Theoretical + Practical questions and answers about VAE/ AE / GMM - Answer only if you know please

Hi,I had couple of questions regarding VAE / AE / GMM that i’m sure can benefit others, but i’m not sure of the answer. I did try to look for answers, however the source was too hard for me to understand or i wasn’t able to find any.
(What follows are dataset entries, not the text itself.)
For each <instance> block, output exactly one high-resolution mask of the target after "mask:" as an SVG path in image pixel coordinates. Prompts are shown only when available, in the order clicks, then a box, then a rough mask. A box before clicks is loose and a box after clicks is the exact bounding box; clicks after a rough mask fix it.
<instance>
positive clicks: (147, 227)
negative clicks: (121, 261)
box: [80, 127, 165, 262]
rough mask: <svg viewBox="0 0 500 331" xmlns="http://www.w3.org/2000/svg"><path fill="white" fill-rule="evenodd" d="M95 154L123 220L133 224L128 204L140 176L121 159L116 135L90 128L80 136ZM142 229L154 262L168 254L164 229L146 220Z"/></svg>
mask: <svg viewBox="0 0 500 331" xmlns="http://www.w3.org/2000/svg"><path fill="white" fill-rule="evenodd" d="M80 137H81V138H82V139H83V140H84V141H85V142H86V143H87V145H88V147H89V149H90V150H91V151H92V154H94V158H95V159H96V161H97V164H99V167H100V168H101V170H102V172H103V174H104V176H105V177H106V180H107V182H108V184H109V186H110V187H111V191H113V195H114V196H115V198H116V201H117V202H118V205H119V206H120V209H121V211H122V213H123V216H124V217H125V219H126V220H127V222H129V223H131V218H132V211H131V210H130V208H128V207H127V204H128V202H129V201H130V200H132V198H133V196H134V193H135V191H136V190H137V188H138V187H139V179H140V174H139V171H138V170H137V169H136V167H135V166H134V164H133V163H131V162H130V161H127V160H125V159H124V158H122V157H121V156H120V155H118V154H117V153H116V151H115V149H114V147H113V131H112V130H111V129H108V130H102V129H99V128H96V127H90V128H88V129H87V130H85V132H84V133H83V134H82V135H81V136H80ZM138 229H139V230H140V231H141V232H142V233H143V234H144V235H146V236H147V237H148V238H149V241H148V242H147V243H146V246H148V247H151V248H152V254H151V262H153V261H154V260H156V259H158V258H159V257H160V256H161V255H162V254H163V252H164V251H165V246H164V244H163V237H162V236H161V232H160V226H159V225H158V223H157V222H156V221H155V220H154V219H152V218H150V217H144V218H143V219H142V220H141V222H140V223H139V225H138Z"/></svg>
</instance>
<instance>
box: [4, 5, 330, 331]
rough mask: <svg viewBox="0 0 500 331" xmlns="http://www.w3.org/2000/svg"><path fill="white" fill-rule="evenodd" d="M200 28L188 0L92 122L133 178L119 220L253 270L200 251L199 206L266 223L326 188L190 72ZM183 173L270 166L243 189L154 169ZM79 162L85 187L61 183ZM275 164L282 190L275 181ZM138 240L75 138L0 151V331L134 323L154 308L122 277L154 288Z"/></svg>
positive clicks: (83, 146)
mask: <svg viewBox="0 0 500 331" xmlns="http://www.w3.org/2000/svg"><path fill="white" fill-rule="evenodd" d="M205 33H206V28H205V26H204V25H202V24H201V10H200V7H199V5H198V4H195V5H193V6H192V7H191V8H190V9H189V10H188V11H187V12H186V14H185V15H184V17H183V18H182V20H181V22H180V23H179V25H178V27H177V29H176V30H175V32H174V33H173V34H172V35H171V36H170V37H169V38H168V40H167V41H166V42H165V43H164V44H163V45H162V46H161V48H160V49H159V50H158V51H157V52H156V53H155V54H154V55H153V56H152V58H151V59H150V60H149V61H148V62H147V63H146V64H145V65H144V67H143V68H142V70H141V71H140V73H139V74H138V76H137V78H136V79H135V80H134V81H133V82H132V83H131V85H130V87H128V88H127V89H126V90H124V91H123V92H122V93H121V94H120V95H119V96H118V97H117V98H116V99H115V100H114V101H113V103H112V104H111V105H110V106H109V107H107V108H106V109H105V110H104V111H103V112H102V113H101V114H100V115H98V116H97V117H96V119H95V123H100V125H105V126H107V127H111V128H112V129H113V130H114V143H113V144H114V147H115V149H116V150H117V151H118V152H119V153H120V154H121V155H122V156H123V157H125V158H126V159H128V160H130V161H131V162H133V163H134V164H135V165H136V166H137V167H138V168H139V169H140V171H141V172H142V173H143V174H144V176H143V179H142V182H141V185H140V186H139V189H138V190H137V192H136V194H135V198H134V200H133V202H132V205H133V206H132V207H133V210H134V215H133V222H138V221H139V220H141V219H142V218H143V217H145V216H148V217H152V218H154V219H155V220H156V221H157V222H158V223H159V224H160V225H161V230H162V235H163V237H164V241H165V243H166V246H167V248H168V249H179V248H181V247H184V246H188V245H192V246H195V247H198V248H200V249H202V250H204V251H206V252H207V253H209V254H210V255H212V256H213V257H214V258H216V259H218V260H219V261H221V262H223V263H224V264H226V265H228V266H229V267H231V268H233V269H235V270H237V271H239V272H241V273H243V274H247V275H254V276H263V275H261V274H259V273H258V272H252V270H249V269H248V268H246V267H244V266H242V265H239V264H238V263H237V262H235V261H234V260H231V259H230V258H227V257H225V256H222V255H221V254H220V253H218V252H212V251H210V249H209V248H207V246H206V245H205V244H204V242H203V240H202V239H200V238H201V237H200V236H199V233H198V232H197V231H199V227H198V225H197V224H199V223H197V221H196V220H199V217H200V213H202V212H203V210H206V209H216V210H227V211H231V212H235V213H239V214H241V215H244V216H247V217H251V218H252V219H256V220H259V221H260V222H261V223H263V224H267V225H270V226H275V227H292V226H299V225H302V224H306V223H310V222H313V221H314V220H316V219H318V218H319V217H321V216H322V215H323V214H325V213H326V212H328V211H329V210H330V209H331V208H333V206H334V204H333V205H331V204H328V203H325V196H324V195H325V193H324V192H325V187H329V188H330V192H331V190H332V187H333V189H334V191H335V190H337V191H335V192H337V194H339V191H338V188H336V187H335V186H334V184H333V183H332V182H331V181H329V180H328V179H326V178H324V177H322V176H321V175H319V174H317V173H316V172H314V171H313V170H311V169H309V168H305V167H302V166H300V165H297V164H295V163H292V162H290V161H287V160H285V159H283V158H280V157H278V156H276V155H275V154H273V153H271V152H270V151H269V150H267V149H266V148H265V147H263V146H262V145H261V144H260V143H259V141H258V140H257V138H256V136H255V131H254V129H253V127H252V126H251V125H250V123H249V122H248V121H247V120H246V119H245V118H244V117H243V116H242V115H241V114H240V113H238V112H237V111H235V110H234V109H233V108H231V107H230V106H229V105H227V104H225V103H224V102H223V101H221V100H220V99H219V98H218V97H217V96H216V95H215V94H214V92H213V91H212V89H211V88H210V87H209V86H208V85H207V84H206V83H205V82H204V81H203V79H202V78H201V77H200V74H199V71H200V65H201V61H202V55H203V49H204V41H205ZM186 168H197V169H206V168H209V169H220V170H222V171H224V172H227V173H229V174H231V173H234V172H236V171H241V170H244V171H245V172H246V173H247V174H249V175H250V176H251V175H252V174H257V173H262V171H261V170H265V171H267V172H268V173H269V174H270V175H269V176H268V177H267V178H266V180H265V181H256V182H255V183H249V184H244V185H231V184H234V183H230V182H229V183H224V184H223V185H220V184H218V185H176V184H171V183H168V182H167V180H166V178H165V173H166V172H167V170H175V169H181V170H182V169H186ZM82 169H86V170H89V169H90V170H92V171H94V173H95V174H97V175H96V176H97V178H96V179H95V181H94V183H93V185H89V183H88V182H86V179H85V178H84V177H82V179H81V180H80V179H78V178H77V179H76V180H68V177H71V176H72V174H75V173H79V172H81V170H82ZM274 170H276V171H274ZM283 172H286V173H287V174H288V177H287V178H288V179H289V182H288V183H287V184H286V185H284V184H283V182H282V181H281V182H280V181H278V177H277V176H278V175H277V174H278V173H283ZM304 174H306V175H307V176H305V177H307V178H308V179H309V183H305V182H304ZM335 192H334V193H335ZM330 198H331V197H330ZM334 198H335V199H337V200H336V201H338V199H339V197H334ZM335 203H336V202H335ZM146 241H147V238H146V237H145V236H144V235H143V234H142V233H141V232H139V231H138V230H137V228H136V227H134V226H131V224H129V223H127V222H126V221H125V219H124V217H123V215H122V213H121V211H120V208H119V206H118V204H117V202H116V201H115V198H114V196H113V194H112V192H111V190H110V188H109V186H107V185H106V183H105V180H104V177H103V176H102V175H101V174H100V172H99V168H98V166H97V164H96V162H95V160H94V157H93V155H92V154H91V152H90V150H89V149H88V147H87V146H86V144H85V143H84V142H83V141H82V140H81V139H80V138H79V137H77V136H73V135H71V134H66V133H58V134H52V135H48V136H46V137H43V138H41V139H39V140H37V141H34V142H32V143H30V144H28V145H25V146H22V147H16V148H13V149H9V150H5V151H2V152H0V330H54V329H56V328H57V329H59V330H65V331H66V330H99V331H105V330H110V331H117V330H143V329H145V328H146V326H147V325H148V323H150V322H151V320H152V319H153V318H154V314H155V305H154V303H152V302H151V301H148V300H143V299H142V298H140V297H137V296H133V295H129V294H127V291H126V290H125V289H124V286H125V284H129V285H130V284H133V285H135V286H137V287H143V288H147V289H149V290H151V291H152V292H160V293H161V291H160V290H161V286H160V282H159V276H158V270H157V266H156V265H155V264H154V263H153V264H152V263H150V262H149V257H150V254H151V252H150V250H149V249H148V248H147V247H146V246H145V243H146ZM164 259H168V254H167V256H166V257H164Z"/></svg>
  1. If you learn a multivariate instances, what do you assume during the learning? that the variables are independent? what if in reality they are dependent ? one conditioned on the other? non iid
  2. If i have a VAE, how can i sample from it? what type of sampling, their differences - pytorch/ keras implementation of sampling can be useful.
  3. What exactly do you sample? (if you have multivariate vector for instance)
  4. How can you guarantee the dataset distribution when you do sample? what does it mean in multivariate case. (I assume you must have KL loss and in some problems also RE - reconstruction error)
  5. Is it possible to sample out-of-distribution?
  6. Why VAE is better, if at all from GMM in generating multivariate distributions?
  7. How will you go about learning a multivariate distribution of both continues and categorical variables? how will you evaluate them? VAE/ GMM / other?
  8. Gumbel softmax / The Straight-Through estimator/ other ? what are their pros / cons

Thank you! appreciate any answer, feel free to add / correct. I’m a new to AE and i feel the sources out there are or too mathematical but don’t answer the above, or too low level.

Thank you!

Bumping, maybe someone has some insight?